Databricks has also written some details in the article Streaming with File Sink: Problems with recovery if you change checkpoint or output directories
Error caused by checkpointLocation because checkpointLocation stores old or deleted data information. You just need to delete the folder containing checkpointLocation.
Explore more :https://kb.databricks.com/streaming/file-sink-streaming.html
Example :
df.writeStream
.format("parquet")
.outputMode("append")
.option("checkpointLocation", "D:/path/dir/checkpointLocation")
.option("path", "D:/path/dir/output")
.trigger(Trigger.ProcessingTime("5 seconds"))
.start()
.awaitTermination()
You need to do delete directory checkpointLocation.
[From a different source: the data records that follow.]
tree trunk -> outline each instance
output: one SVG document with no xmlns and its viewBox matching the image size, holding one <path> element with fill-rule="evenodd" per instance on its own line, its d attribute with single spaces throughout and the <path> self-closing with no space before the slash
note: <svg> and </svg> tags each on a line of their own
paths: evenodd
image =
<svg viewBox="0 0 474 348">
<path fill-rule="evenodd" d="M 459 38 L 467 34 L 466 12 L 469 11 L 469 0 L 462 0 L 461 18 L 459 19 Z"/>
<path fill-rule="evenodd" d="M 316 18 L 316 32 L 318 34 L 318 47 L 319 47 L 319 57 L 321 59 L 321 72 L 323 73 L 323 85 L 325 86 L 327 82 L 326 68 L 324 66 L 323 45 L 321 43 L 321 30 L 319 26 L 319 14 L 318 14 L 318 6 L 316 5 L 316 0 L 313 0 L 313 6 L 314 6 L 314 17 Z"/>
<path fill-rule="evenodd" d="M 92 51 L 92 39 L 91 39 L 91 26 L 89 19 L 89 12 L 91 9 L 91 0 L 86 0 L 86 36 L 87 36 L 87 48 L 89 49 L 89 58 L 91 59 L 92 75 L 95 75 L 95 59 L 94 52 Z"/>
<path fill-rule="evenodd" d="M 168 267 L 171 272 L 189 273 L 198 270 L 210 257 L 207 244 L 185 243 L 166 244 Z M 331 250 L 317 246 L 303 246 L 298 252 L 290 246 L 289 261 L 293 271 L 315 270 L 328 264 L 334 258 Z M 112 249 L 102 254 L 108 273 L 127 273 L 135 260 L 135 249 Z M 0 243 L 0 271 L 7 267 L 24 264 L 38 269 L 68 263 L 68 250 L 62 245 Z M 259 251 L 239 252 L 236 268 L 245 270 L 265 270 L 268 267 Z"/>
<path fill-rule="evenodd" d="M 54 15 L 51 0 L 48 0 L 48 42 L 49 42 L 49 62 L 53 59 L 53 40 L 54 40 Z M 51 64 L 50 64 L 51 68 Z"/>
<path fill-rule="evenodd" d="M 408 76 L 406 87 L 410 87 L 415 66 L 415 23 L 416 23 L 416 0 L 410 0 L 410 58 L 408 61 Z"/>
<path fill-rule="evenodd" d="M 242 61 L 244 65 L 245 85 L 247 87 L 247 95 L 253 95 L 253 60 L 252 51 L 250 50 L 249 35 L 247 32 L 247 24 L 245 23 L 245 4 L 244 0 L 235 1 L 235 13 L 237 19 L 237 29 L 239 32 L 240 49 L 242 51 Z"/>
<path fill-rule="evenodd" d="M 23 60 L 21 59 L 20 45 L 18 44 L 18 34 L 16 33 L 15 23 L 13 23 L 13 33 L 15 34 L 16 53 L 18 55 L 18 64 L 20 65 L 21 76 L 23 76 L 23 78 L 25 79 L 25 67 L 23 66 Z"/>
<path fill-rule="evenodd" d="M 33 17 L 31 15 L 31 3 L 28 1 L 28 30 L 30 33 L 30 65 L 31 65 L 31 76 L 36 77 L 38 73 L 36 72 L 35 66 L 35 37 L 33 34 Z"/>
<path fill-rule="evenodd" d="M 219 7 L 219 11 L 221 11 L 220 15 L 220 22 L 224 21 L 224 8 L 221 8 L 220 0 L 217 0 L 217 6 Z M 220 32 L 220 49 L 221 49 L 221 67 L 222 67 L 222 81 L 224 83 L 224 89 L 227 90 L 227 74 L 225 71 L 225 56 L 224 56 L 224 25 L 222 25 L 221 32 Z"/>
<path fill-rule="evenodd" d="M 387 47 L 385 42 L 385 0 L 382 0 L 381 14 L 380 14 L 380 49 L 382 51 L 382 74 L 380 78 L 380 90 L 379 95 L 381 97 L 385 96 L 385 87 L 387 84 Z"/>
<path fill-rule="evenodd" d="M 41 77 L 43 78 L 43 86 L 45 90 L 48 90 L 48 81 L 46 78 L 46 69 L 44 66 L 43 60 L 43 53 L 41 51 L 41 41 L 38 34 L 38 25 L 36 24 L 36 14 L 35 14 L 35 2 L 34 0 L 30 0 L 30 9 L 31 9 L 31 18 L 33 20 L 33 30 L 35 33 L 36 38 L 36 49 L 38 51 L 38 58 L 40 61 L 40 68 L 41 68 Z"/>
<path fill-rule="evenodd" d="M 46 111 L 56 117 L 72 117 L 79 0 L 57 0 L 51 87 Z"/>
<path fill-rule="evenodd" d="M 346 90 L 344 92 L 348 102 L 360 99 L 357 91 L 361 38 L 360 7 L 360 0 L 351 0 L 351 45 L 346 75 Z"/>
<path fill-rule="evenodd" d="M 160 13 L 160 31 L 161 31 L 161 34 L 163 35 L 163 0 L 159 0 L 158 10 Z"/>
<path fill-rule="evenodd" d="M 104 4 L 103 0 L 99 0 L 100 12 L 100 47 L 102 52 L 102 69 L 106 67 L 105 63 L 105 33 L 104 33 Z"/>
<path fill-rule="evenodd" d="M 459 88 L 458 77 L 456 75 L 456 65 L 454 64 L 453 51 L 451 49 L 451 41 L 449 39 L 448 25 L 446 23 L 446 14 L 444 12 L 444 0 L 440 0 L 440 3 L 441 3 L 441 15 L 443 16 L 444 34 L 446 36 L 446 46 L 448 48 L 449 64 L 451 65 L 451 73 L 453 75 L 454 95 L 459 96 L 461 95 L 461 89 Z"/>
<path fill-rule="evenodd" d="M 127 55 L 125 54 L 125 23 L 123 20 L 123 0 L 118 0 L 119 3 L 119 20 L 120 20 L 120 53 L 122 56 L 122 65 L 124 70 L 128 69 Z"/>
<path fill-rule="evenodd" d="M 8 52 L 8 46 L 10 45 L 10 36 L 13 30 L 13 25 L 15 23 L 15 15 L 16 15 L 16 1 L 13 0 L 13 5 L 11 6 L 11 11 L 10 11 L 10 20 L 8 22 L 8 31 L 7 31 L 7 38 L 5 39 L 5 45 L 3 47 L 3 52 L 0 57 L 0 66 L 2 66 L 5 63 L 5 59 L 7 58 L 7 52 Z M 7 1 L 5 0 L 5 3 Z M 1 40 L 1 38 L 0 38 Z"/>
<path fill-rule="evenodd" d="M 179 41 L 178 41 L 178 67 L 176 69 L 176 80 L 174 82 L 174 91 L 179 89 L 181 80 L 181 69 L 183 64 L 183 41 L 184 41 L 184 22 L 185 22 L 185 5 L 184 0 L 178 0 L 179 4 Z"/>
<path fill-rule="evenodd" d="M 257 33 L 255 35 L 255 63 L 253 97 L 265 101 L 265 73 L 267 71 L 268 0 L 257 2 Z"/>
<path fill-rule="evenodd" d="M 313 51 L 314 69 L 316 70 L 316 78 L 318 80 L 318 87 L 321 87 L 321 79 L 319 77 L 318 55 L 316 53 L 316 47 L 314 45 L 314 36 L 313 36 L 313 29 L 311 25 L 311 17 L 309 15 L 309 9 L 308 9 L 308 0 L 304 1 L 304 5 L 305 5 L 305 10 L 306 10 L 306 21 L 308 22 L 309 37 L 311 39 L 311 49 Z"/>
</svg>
This article introduces the mechanism and gives a good way to recover from a deleted _spark_metadata folder in Spark Structured Streaming:
https://dev.to/kevinwallimann/how-to-recover-from-a-deleted-sparkmetadata-folder-546j
"Create dummy log files:
If the metadata log files are irrecoverable, we could create dummy log files for the missing micro-batches.
In our example, this could be done like this:
for i in {0..1}; do echo v1 > "/tmp/destination/_spark_metadata/$i"; done
This will create the files
/tmp/destination/_spark_metadata/0
/tmp/destination/_spark_metadata/1
Now, the query can be restarted and should finish without errors."
As my previous output folder was not recoverable anymore. I tried this dummy solution, which could work to get rid of the IllegalStateException: _spark_metadata/... doesn't exist exception.